Though Vinson could have issued an injunction stopping implementation of the health reform law, he didn’t. On the other hand, plenty of conservatives interpreted his decision as offering the “functional equivalent” of an injunction, meaning that the 26 states that are parties to the case could simply consider the current law null and void in their states.
A federal judge who struck down the entire healthcare reform law issued a stay of his ruling in order to give the Obama administration seven days to file an appeal.
The administration asked U.S. District Judge Roger Vinson for a clarification of his Jan. 31 ruling after some states said they would stop efforts to implement the law in light of his decision.
The administration is expected to file an appeal with the 11th Circuit Court of Appeals.
This is, in other words, a procedural win for the administration and the ACA. Vinson added, however, that the Justice Department must seek an expedited appellate review of his ruling within the next seven days.

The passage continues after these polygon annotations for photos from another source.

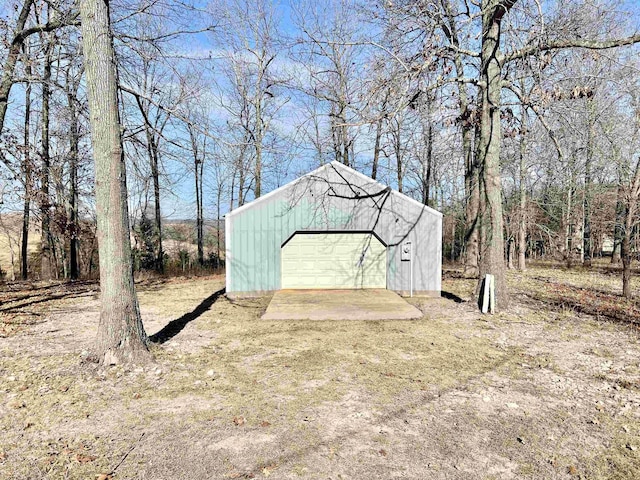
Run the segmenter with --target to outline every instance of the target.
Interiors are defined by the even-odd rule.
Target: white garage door
[[[281,257],[282,288],[387,286],[387,249],[371,233],[297,233]]]

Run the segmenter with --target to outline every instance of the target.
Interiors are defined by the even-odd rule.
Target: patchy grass
[[[0,478],[639,477],[638,340],[521,293],[583,288],[555,273],[510,274],[483,317],[450,272],[417,321],[263,321],[221,277],[148,280],[147,331],[176,328],[153,365],[109,369],[79,360],[92,286],[5,291],[7,315],[45,301],[0,338]]]

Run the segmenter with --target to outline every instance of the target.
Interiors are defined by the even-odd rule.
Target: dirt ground
[[[0,478],[640,478],[638,302],[552,267],[488,316],[447,271],[406,321],[264,321],[222,277],[146,281],[156,361],[107,369],[81,361],[95,284],[10,284]]]

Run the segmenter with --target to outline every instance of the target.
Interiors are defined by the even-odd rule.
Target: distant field
[[[11,256],[15,275],[20,272],[20,243],[22,241],[22,215],[9,213],[0,215],[0,268],[7,272],[7,278],[12,279]],[[29,231],[29,254],[37,252],[40,248],[40,232],[31,226]]]

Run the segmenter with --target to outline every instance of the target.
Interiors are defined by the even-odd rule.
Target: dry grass
[[[543,289],[554,273],[511,281]],[[268,299],[207,300],[222,287],[139,285],[149,333],[191,319],[144,368],[79,362],[89,286],[38,304],[39,322],[0,338],[0,478],[640,475],[640,347],[620,324],[517,300],[481,317],[444,298],[415,300],[418,321],[262,321]],[[474,282],[443,288],[469,298]]]

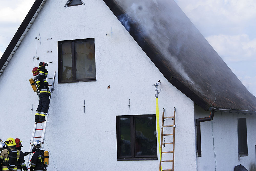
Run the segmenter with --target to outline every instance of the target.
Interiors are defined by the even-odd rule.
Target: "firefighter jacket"
[[[41,63],[40,62],[41,64]],[[34,80],[36,84],[40,94],[47,94],[49,96],[51,93],[49,91],[48,83],[46,81],[48,71],[45,67],[42,65],[39,66],[39,74],[34,77]]]
[[[30,163],[30,168],[34,168],[34,170],[44,170],[43,166],[44,150],[39,149],[36,150],[36,151],[31,158],[31,162]]]
[[[10,154],[9,154],[9,150],[11,152],[14,152],[17,153],[17,158],[16,159],[16,161],[15,161],[15,163],[16,163],[17,161],[18,160],[20,156],[20,152],[19,150],[16,150],[17,151],[16,151],[16,149],[14,148],[9,147],[7,148],[9,149],[9,150],[7,149],[5,149],[3,150],[1,152],[1,154],[0,154],[0,162],[2,162],[3,163],[3,166],[2,166],[2,168],[3,171],[9,170],[9,169],[8,168],[7,166],[9,164],[9,161],[10,157],[12,157],[12,156],[10,156]],[[12,170],[13,171],[16,171],[17,170],[17,165],[15,164],[15,167]]]
[[[24,154],[22,151],[21,148],[17,147],[17,149],[19,150],[20,152],[20,156],[19,160],[17,162],[17,167],[18,170],[21,170],[22,168],[23,169],[24,171],[27,171],[28,170],[28,168],[26,166],[26,163],[25,162],[25,159],[24,158]]]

Update: And just for the sake of adding additional context, I should also note that five federal courts have considered the health reform law on the merits. Vinson is one of two judges to rule against the ACA; the other three found it entirely constitutional.
Second Update: The Justice Department issued a statement this afternoon on this: “We appreciate the court’s recognition of the enormous disruption that would have resulted if implementation of the Affordable Care Act was abruptly halted. We welcome the court’s granting of a stay to allow the current programs and consumer protections, including tax credits to small business and millions of dollars in federal grants to help states with health care costs, to continue pending our appeal in the Eleventh Circuit.
“We strongly disagree with the district court’s underlying ruling in this case and continue to believe — as three federal courts have found — that this law is constitutional. There is clear and well-established legal precedent that Congress acted within its constitutional authority in passing the Affordable Care Act and we are confident that we will ultimately prevail on appeal.”